Your TPMS monitors the air pressure in your tires and alerts you when one of them drops 25 percent or more below its recommended pressure. Your dashboard will display either the official TPMS symbol or a graphic indicating which tire is in need of air. When you see this light, bring your vehicle into Pep Boys for a tire pressure check.
Tire pressure sensors used in are often referred to as direct or indirect. Direct means that a tire pressure sensor has been placed in each tire, which is linked to your vehicle’s onboard computer to directly measure air pressure.
If your vehicle has an indirect tire pressure monitoring systems, it will monitor the relative speed and rotation of the vehicle’s wheels and alerts you when one wheel is significantly out of sync with the others. This can mean an underinflated tire. Be aware, this method will not alert you if all four tires are losing air at the same rate.
TPMS is not a cure-all or a replacement for proper air pressure maintenance. Remember, rubber stretches far more than fabric or steel. Most tires are combinations of these materials. A seriously underinflated tire will allow the rubber component to stretch well beyond the tolerance of the other materials.

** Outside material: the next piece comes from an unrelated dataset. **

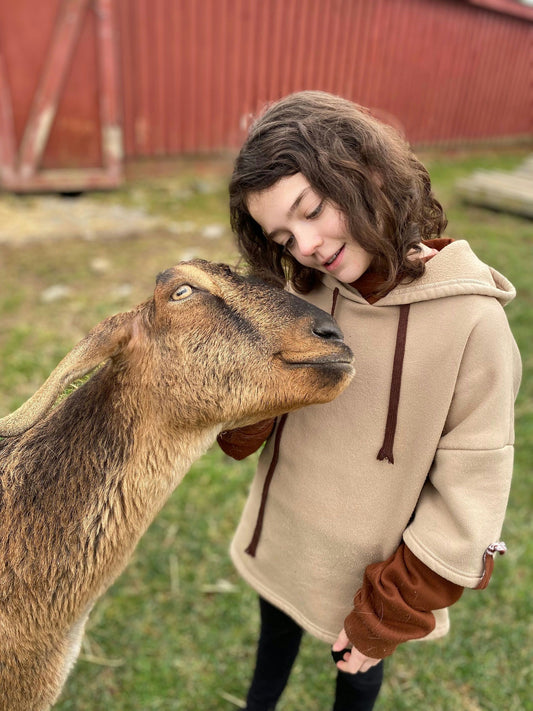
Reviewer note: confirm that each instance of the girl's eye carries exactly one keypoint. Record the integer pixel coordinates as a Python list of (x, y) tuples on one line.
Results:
[(316, 212), (288, 244)]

Even if you have a tire pressure sensor, it’s important to check your air pressure regularly – as the vehicle’s age and other factors can impact the system’s readings. If you get the TPMS warning, simply check the driver’s side doorjamb or glove box of your vehicle for the recommended tire pressure and fill the tire to spec. Your car will handle better, you’ll save gas, and you’ll be safer on the road.